Su vasta producción literaria incluye obras como “La zorra enferma” (1974), “Memoria del tigre” (1983), “Siglo de un día” (1993) y ensayos como “Autobiografía de un fracaso” (1981) y “Tablero de divagaciones” (1999).
El legado de Eduardo Lizalde se extiende más allá de las palabras, dejando una impronta indeleble en la literatura mexicana y en las mentes de aquellos que se aventuran por sus versos. Su contribución como poeta, pensador y académico perdurará en la rica tapestry de la cultura literaria.

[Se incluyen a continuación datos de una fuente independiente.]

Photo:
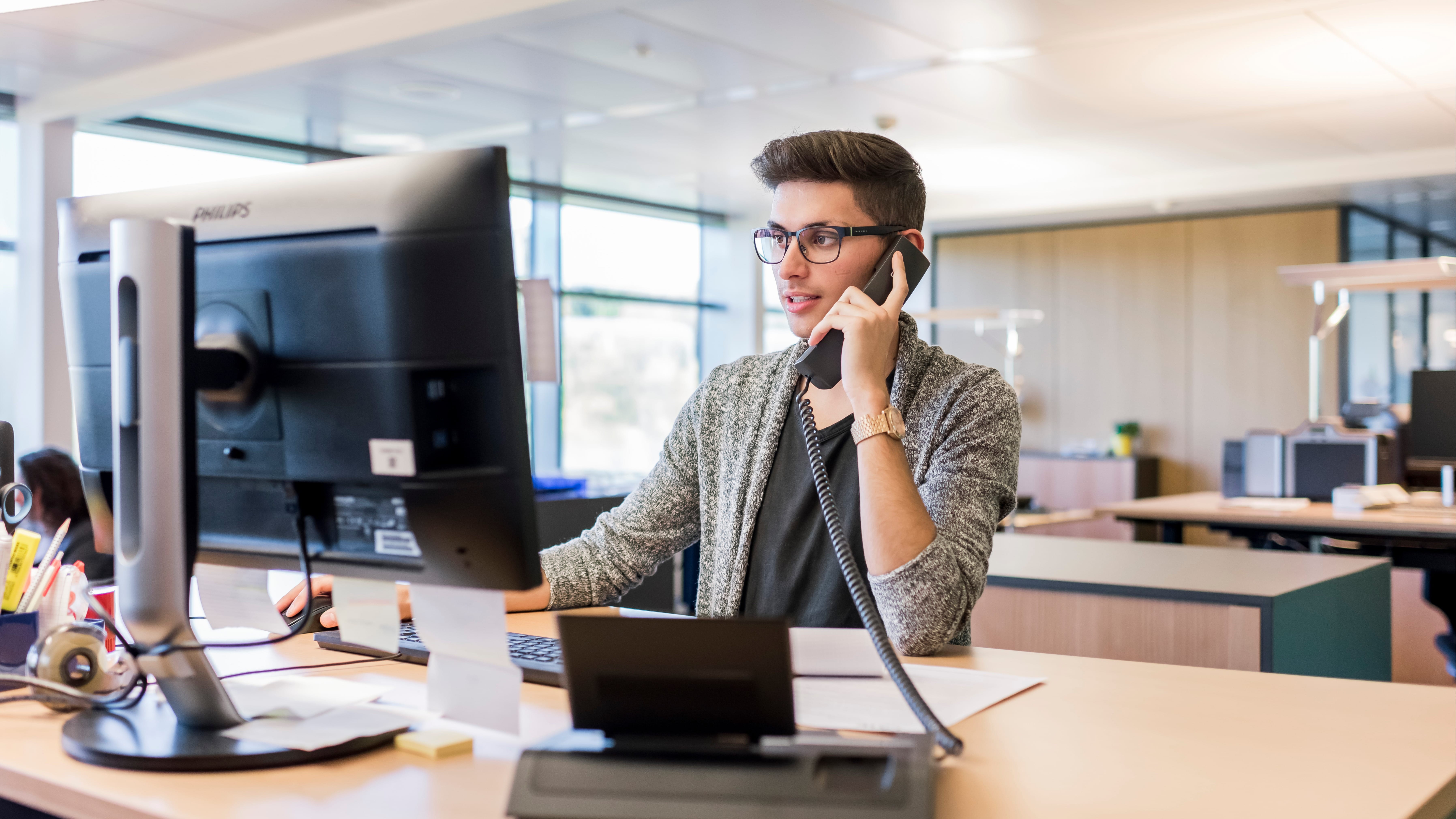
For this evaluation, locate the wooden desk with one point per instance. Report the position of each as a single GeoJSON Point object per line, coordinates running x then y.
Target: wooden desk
{"type": "Point", "coordinates": [1432, 527]}
{"type": "Point", "coordinates": [1416, 541]}
{"type": "Point", "coordinates": [1100, 738]}
{"type": "Point", "coordinates": [1208, 607]}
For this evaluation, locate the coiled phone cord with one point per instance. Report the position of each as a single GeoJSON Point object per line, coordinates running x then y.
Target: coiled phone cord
{"type": "Point", "coordinates": [857, 582]}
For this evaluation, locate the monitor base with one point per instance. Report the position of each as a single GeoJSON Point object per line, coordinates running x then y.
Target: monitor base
{"type": "Point", "coordinates": [148, 738]}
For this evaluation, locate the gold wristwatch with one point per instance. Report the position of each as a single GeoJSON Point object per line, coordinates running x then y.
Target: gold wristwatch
{"type": "Point", "coordinates": [887, 420]}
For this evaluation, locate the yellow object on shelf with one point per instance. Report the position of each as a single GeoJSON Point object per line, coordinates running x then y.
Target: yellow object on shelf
{"type": "Point", "coordinates": [435, 744]}
{"type": "Point", "coordinates": [22, 554]}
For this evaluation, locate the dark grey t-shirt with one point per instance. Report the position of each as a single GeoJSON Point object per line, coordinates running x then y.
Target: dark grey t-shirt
{"type": "Point", "coordinates": [793, 572]}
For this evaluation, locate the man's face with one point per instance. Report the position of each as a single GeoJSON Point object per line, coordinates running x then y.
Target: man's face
{"type": "Point", "coordinates": [809, 291]}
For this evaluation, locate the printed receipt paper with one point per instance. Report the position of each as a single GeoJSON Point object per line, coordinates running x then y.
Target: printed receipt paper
{"type": "Point", "coordinates": [839, 703]}
{"type": "Point", "coordinates": [238, 598]}
{"type": "Point", "coordinates": [367, 611]}
{"type": "Point", "coordinates": [471, 674]}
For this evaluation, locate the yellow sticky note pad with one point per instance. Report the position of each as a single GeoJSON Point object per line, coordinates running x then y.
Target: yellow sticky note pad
{"type": "Point", "coordinates": [22, 556]}
{"type": "Point", "coordinates": [435, 744]}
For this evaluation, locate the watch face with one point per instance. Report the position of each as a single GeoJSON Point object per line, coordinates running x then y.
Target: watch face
{"type": "Point", "coordinates": [896, 422]}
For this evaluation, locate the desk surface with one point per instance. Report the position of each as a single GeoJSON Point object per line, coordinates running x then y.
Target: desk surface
{"type": "Point", "coordinates": [1100, 738]}
{"type": "Point", "coordinates": [1208, 508]}
{"type": "Point", "coordinates": [1174, 567]}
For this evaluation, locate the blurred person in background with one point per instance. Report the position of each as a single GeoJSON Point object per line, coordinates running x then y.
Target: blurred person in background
{"type": "Point", "coordinates": [59, 495]}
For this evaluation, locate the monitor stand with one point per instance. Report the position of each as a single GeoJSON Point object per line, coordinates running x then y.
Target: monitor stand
{"type": "Point", "coordinates": [149, 738]}
{"type": "Point", "coordinates": [809, 776]}
{"type": "Point", "coordinates": [155, 477]}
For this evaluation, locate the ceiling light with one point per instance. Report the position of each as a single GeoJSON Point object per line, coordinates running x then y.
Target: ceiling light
{"type": "Point", "coordinates": [991, 55]}
{"type": "Point", "coordinates": [27, 5]}
{"type": "Point", "coordinates": [423, 90]}
{"type": "Point", "coordinates": [397, 142]}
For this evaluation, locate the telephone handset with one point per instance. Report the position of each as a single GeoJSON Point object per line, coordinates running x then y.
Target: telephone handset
{"type": "Point", "coordinates": [822, 362]}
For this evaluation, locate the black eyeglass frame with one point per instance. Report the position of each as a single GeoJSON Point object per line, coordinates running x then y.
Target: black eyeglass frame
{"type": "Point", "coordinates": [870, 231]}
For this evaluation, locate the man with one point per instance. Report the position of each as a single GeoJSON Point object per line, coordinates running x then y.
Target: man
{"type": "Point", "coordinates": [734, 474]}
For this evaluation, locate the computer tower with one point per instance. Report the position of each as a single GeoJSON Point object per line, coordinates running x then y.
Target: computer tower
{"type": "Point", "coordinates": [1323, 457]}
{"type": "Point", "coordinates": [1264, 464]}
{"type": "Point", "coordinates": [1232, 483]}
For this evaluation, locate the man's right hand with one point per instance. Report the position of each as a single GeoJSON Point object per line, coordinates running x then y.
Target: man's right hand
{"type": "Point", "coordinates": [293, 601]}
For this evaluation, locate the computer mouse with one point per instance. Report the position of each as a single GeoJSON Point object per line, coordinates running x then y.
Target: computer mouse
{"type": "Point", "coordinates": [321, 604]}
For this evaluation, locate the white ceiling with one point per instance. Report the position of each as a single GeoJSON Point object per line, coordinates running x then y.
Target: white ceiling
{"type": "Point", "coordinates": [1017, 110]}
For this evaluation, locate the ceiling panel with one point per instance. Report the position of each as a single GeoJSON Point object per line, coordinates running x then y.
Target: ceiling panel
{"type": "Point", "coordinates": [857, 108]}
{"type": "Point", "coordinates": [121, 23]}
{"type": "Point", "coordinates": [672, 56]}
{"type": "Point", "coordinates": [1138, 154]}
{"type": "Point", "coordinates": [1254, 139]}
{"type": "Point", "coordinates": [814, 36]}
{"type": "Point", "coordinates": [260, 15]}
{"type": "Point", "coordinates": [967, 24]}
{"type": "Point", "coordinates": [475, 103]}
{"type": "Point", "coordinates": [998, 98]}
{"type": "Point", "coordinates": [46, 52]}
{"type": "Point", "coordinates": [1414, 37]}
{"type": "Point", "coordinates": [539, 74]}
{"type": "Point", "coordinates": [1381, 124]}
{"type": "Point", "coordinates": [1007, 165]}
{"type": "Point", "coordinates": [1272, 63]}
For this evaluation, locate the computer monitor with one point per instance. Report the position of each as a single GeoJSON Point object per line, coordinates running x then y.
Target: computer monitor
{"type": "Point", "coordinates": [376, 299]}
{"type": "Point", "coordinates": [1432, 436]}
{"type": "Point", "coordinates": [337, 345]}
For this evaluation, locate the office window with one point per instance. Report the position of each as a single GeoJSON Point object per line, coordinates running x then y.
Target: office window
{"type": "Point", "coordinates": [1391, 334]}
{"type": "Point", "coordinates": [777, 334]}
{"type": "Point", "coordinates": [1442, 330]}
{"type": "Point", "coordinates": [1369, 339]}
{"type": "Point", "coordinates": [9, 273]}
{"type": "Point", "coordinates": [522, 216]}
{"type": "Point", "coordinates": [1366, 237]}
{"type": "Point", "coordinates": [630, 310]}
{"type": "Point", "coordinates": [108, 165]}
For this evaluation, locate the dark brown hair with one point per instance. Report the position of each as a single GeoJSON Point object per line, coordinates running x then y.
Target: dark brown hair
{"type": "Point", "coordinates": [57, 481]}
{"type": "Point", "coordinates": [884, 177]}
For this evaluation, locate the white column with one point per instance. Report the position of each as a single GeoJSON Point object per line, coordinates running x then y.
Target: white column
{"type": "Point", "coordinates": [43, 393]}
{"type": "Point", "coordinates": [730, 278]}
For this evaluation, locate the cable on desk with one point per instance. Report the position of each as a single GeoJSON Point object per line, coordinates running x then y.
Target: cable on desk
{"type": "Point", "coordinates": [317, 667]}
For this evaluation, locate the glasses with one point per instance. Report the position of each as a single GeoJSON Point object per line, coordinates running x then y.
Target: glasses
{"type": "Point", "coordinates": [819, 245]}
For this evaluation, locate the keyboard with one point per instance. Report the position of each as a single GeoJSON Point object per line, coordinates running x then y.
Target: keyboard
{"type": "Point", "coordinates": [539, 658]}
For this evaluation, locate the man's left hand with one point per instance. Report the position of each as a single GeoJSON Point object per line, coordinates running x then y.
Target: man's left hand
{"type": "Point", "coordinates": [871, 340]}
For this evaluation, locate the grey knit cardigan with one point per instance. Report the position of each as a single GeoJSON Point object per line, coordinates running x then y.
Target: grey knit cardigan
{"type": "Point", "coordinates": [963, 435]}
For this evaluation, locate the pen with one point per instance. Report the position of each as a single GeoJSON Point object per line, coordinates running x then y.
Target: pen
{"type": "Point", "coordinates": [46, 582]}
{"type": "Point", "coordinates": [34, 592]}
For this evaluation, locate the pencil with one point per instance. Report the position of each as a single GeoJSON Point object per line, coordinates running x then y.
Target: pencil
{"type": "Point", "coordinates": [44, 584]}
{"type": "Point", "coordinates": [46, 562]}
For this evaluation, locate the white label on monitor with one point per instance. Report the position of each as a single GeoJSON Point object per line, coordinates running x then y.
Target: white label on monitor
{"type": "Point", "coordinates": [392, 457]}
{"type": "Point", "coordinates": [395, 543]}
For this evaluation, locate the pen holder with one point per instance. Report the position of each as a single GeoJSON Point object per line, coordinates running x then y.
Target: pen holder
{"type": "Point", "coordinates": [18, 633]}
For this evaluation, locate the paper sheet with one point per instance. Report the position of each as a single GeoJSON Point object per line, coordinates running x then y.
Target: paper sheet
{"type": "Point", "coordinates": [328, 729]}
{"type": "Point", "coordinates": [471, 674]}
{"type": "Point", "coordinates": [876, 704]}
{"type": "Point", "coordinates": [299, 697]}
{"type": "Point", "coordinates": [475, 693]}
{"type": "Point", "coordinates": [367, 611]}
{"type": "Point", "coordinates": [835, 652]}
{"type": "Point", "coordinates": [238, 598]}
{"type": "Point", "coordinates": [465, 623]}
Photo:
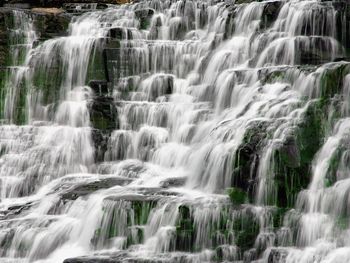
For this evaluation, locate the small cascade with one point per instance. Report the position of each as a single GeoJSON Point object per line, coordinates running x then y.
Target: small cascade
{"type": "Point", "coordinates": [177, 131]}
{"type": "Point", "coordinates": [22, 38]}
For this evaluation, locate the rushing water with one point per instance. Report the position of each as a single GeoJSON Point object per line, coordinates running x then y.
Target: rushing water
{"type": "Point", "coordinates": [207, 94]}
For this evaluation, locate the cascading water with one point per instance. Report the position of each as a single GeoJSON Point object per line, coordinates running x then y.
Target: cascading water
{"type": "Point", "coordinates": [178, 131]}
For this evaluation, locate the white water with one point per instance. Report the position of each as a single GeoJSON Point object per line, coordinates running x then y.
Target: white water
{"type": "Point", "coordinates": [195, 94]}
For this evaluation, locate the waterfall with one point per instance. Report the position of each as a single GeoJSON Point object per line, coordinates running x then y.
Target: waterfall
{"type": "Point", "coordinates": [176, 131]}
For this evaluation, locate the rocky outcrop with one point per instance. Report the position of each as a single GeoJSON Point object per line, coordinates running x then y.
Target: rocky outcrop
{"type": "Point", "coordinates": [57, 3]}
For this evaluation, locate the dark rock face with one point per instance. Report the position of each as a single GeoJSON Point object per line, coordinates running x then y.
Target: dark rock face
{"type": "Point", "coordinates": [85, 189]}
{"type": "Point", "coordinates": [50, 24]}
{"type": "Point", "coordinates": [58, 3]}
{"type": "Point", "coordinates": [5, 15]}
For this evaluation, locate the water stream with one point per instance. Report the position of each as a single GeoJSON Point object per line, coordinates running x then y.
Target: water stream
{"type": "Point", "coordinates": [219, 133]}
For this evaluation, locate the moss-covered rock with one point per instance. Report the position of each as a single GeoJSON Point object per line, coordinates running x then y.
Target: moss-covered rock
{"type": "Point", "coordinates": [237, 196]}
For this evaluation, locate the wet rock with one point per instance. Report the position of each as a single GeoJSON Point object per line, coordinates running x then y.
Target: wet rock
{"type": "Point", "coordinates": [247, 158]}
{"type": "Point", "coordinates": [50, 22]}
{"type": "Point", "coordinates": [277, 255]}
{"type": "Point", "coordinates": [82, 7]}
{"type": "Point", "coordinates": [173, 182]}
{"type": "Point", "coordinates": [270, 13]}
{"type": "Point", "coordinates": [59, 3]}
{"type": "Point", "coordinates": [15, 210]}
{"type": "Point", "coordinates": [103, 114]}
{"type": "Point", "coordinates": [237, 196]}
{"type": "Point", "coordinates": [144, 16]}
{"type": "Point", "coordinates": [99, 87]}
{"type": "Point", "coordinates": [85, 189]}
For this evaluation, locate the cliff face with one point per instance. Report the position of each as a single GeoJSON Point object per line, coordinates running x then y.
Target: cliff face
{"type": "Point", "coordinates": [237, 102]}
{"type": "Point", "coordinates": [56, 3]}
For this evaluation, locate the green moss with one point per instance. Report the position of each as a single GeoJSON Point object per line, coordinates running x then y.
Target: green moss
{"type": "Point", "coordinates": [185, 230]}
{"type": "Point", "coordinates": [237, 196]}
{"type": "Point", "coordinates": [246, 229]}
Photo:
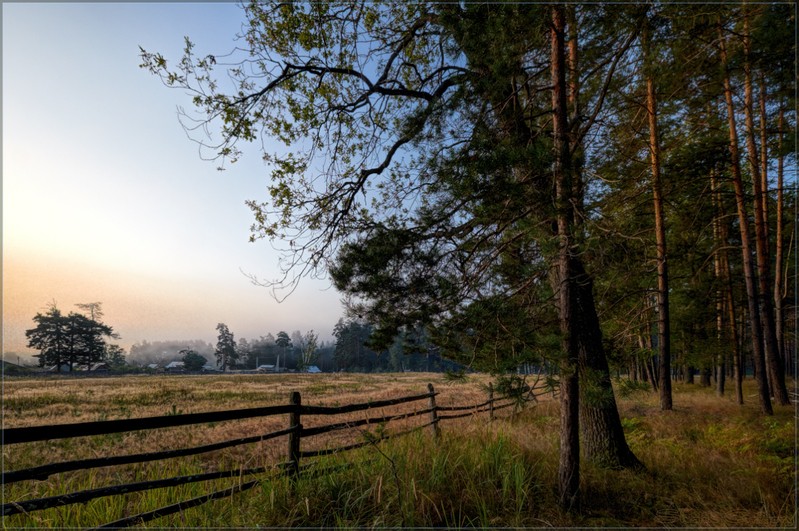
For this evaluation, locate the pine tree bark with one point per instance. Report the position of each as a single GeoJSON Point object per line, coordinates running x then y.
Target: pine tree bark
{"type": "Point", "coordinates": [779, 299]}
{"type": "Point", "coordinates": [774, 365]}
{"type": "Point", "coordinates": [664, 326]}
{"type": "Point", "coordinates": [603, 435]}
{"type": "Point", "coordinates": [569, 463]}
{"type": "Point", "coordinates": [743, 219]}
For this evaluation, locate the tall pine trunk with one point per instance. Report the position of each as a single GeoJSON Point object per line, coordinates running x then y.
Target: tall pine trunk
{"type": "Point", "coordinates": [664, 331]}
{"type": "Point", "coordinates": [774, 366]}
{"type": "Point", "coordinates": [779, 299]}
{"type": "Point", "coordinates": [746, 250]}
{"type": "Point", "coordinates": [569, 462]}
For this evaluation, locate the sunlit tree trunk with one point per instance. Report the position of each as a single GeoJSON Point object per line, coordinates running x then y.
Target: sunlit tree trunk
{"type": "Point", "coordinates": [779, 298]}
{"type": "Point", "coordinates": [774, 366]}
{"type": "Point", "coordinates": [743, 219]}
{"type": "Point", "coordinates": [664, 332]}
{"type": "Point", "coordinates": [718, 269]}
{"type": "Point", "coordinates": [569, 462]}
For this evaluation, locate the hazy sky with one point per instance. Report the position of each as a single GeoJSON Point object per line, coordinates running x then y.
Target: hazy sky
{"type": "Point", "coordinates": [104, 197]}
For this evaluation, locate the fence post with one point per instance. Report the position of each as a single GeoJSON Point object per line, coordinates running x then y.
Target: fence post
{"type": "Point", "coordinates": [433, 412]}
{"type": "Point", "coordinates": [490, 402]}
{"type": "Point", "coordinates": [294, 436]}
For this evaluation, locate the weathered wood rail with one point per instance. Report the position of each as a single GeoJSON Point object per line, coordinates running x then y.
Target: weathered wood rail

El sexo en siete lecciones
1 – Gozo y tortura
que el Tártaro y el Cielo
-uña de carne- desempeñan.
Al sexo y su desorden milagroso,
a su perfecto matrimonio; ,
de beso y abrelatas, sucumbimos.
A la gloria del sexo,
a su desenfrenado latrocinio,
su avaricia impecable,
alto, cedemos.
2 – Y por estar a flote,
por ser la superficie de la espuma en la piel,
por ser lo más visible y general,
por ser el más común lugar del paraíso visitado,
el sexo, lo evidente,
lo que a todos iguala,
lo esencial -sabia era Eva,
ingenuo Segismundo-,
por ser el sexo algo tan real,
lo único real acaso,
sólo se existe y vive a su merced.
No es reducible el sexo a números ni a ciencia,
no es cosa comprensible,
no es natural ni humano
y la divinidad lo desconoce.
Lo real no está sujeto a inquisición.
3 – El tiempo escaso por costumbre
y, por la costumbre, frágil,
no basta para el amor
y es demasiado para el sexo.
Pero si en sexo se midiera el tiempo
si el sexo -el gozo, mejor dicho- fuera
una unidad de tiempo,
sería la más pequeña
que el reloj pudiera imaginar,
la apenas registrable,
el átomo del tiempo.
4 – Ni el denodado goce de los cuerpos,
ni el carnívoro roce de las bocas,
ni las fieras sensuales de los dedos,
ni las mejillas ardorosas,
ni el sudor refrescante de los pechos
-su rima encantadora-,
ni el tacto delicioso de los muslos,
ni la plata del pubis,
ni las caudas azules y viriles,
son suficientes para el sexo.
La plena saciedad misma, no basta.
Lacios los cuerpos tras el goce, exhaustos,
bebidos uno a otro hasta las plantas,
sueñan, despiertos, con el sexo.
Sólo han probado, sólo empiezan a hervir.
La saciedad más absoluta
es siempre, apenas, el principio.
5 – El cuerpo es siempre virgen para el sexo.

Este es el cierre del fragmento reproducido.